1. Field of the Invention
The present invention relates to illumination and, more particularly, to the use of coherent light sources as illuminators.
2. Description of the Related Art
The prior art of illumination system design includes many examples of illumination designs. There are broadly two different design approaches used when incoherent sources are used. The first approach is to use a single source with one or more optical elements to spread the available radiant power or energy over one or more target zones. In this first approach, significant trade-offs are made between various performance variables. Typically source size is increased to achieve greater radiance values at the expense of collimation. Lossy filters have to be used to achieve any desired spatial gradients in wavelength or polarization. Optics of various description have been added to shape the distribution of incident power, always with incumbent losses. Examples of implementations that use this design approach include flashlights, beacons, projectors, and desk lamps.
The second design approach using incoherent sources is to use more than a single source, often in combination with respective optics. Typically this approach is found only in large scale illumination systems such as an array of street lamps, banks of lamps used for drying painted surfaces, or the headlights on an automotive vehicle. Examples also exist of the use of multiple sources with a single optic such as an array of LEDs along the length of a cylindrical lens to form a strip of illumination as in a fax machine.

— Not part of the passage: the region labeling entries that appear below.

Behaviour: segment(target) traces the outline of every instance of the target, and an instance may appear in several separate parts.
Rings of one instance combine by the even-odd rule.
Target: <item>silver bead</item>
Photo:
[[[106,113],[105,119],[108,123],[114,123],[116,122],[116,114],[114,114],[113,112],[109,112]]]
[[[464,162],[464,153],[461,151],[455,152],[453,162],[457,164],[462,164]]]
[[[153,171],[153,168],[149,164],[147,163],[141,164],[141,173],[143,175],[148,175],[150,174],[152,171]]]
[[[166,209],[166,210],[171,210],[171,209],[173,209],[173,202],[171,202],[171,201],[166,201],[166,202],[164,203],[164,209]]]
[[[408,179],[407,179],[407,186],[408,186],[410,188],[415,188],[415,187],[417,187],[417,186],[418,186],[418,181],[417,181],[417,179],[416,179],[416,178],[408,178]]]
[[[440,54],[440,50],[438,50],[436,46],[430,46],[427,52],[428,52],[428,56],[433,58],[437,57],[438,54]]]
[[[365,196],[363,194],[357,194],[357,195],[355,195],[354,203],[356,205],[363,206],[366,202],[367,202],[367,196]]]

Unlike incoherent sources, lasers provide polarized monochromatic light with a spatial coherence that permits their output power to be efficiently directed with low beam divergence. However, a significant tradeoff is required if the illumination must provide uniform radiant incident power (irradiance) across a target zone. Such uniformity is typically achieved by wasting power outside the target zone, attenuating the brightest portions of the beam, and/or using holographic optical elements.
Unlike the many applications of multiple incoherent illumination sources, most applications of lasers have been designed around use of a single laser. One use of multiple laser beams converging into a common target zone simultaneously has been made at Lawrence Livermore National Laboratory, Livermore Calif., to compress a plutonium pellet in the creation of nuclear fusion. Multiple lasers are also popular in entertainment, but the objective there is to create a non-uniform and varying illumination field.
Thus, it can be seen that competing design constraints impose limits upon current-technology illumination devices and hinder the use of these devices in many applications.
Therefore, there is an unresolved need for an illumination device that will significantly improve energy and/or power efficiency of current-technology illuminators while enabling efficient control of performance variables throughout a prescribed target zone.